The standard way to determine whether a genetic variant is associated with longevity is to look at its prevalence in the population at various ages. If the relative proportion of the variant increases in the surviving population, then that may be because it is having an impact on survival. Only two genes have variants that robustly appear to associate with longevity in multiple study populations, however, APOE and FOXO3A, and even there the size of the effect is small. The picture that has emerged from genetic studies of longevity and aging to date is one of thousands of tiny interdependent influences, interacting with the environment and one another, such that correlations in one study population near always fail to show up in another, even when both studies are carried out in the same part of the world. Still, the studies continue, with researchers now digging deeper into areas of genetic analysis that were previously skipped for technical reasons. Here is a recent example, in which researchers do manage to replicate a finding of association with longevity for a variant of the dopamine D4 receptor:
Age at death in adulthood has a heritability of approximately 25%. According to a recent review of genome-wide association studies (GWAS) APOE and FOXO3A gene variants are associated with longevity. Although association of other genetic polymorphisms did not reach the level of genome wide significance, identified pathways and genetic signatures have been shown to be important in longevity. Inheritance of long life span seems to be rather complex, with modest individual genetic effects, along with significant gene-environment interactions. Based on a study of exceptional longevity, genetic factors seem to be even more important where familial clustering of extreme old age is robust. These individuals might lack some of the risk factors related to various diseases, and at the same time carry protective genetic variations against basic mechanisms of age-related illnesses, also referred to as ‘longevity enabling genes’.
It is important to note that due to technical reasons GWAS and SNP studies on longevity have not investigated any variable number of tandem repeat variations (VNTR) in association with longevity. It has been proposed that a specific VNTR variant, the 7 repeat allele of the dopamine D4 receptor gene (DRD4), could be an important factor in extreme longevity, because it plays a major role in the brain’s dopaminergic functioning. Surviving participants of a 30-year-old population-based health survey (N = 310, age range 90-109, mean age: 95.2 years) possessed a 66% higher rate of 7 repeat allele carriers as compared to that of an ancestry-matched young population (N = 2902, age range 7-45). In addition, this association was far more pronounced in females (there were 39.3% allele 7 carriers in the old vs 21.9% in the young population) as compared to males (29.7% in the old vs. 21.9 in the young population). There is supporting evidence from animal studies of this gene: DRD4 knock-out mice lived 7-9.7% shorter and showed reduced spontaneous locomotor activity, as compared to those with functional DRD4 genes. Also, while the wild type mice showed clear beneficial effects of an enriched environment on lifespan, the DRD4 knock-out mice did not a show lifespan increase when reared in an enriched environment.

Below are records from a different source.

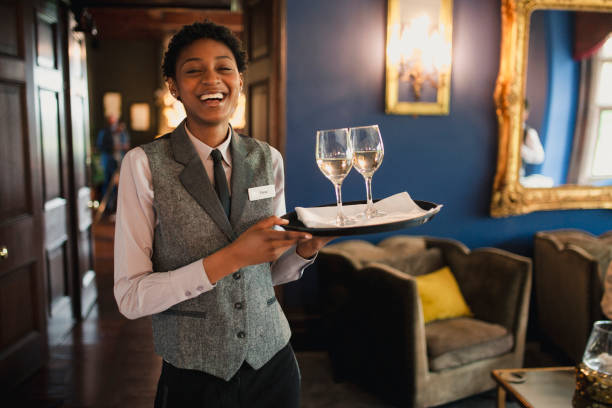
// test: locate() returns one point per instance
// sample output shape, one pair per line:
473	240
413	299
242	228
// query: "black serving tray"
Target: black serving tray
296	225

Initial association result of the DRD4 VNTR 7 repeat allele and longevity have not yet been replicated to date, which would be reassuring given recent arguments regarding the critical importance of replication in genetic studies. The major goal of the present study was to test association of the DRD4 VNTR 7 repeat allele and longevity using continuous age groups. We analyzed association of the DRD4 VNTR with longevity. Association analyses of continuous age groups using genotype data from 1801 Caucasian participants from 18 to 97 years of age showed a significant increase of allele 7 carriers with age. Interestingly, from age 18 to 75 ratio of those carrying the 7-repeat allele increased progressively from 29.5% to 46.9% in the tested age groups, however, in the older age groups the proportion of allele 7 carriers dropped intensively (44.4% in those between 76-85 years and 31% in the 86-97 age group). This “drop” might be due to the relatively small sample size of the age groups, but might also point to the fact that relative importance of environmental, genetic and stochastic determinants of survival vary with age. Association of the DRD4 gene variants with longevity fits well with the assumption that inheritance of longevity is complex, with modest individual genetic effects interacting with each other as well as with the environment. We propose that the DRD4 allele 7 could be a “longevity enabling genetic variant,” protecting against basic mechanisms of age-related illnesses, but the precise manner in which this is accomplished is unclear at this point.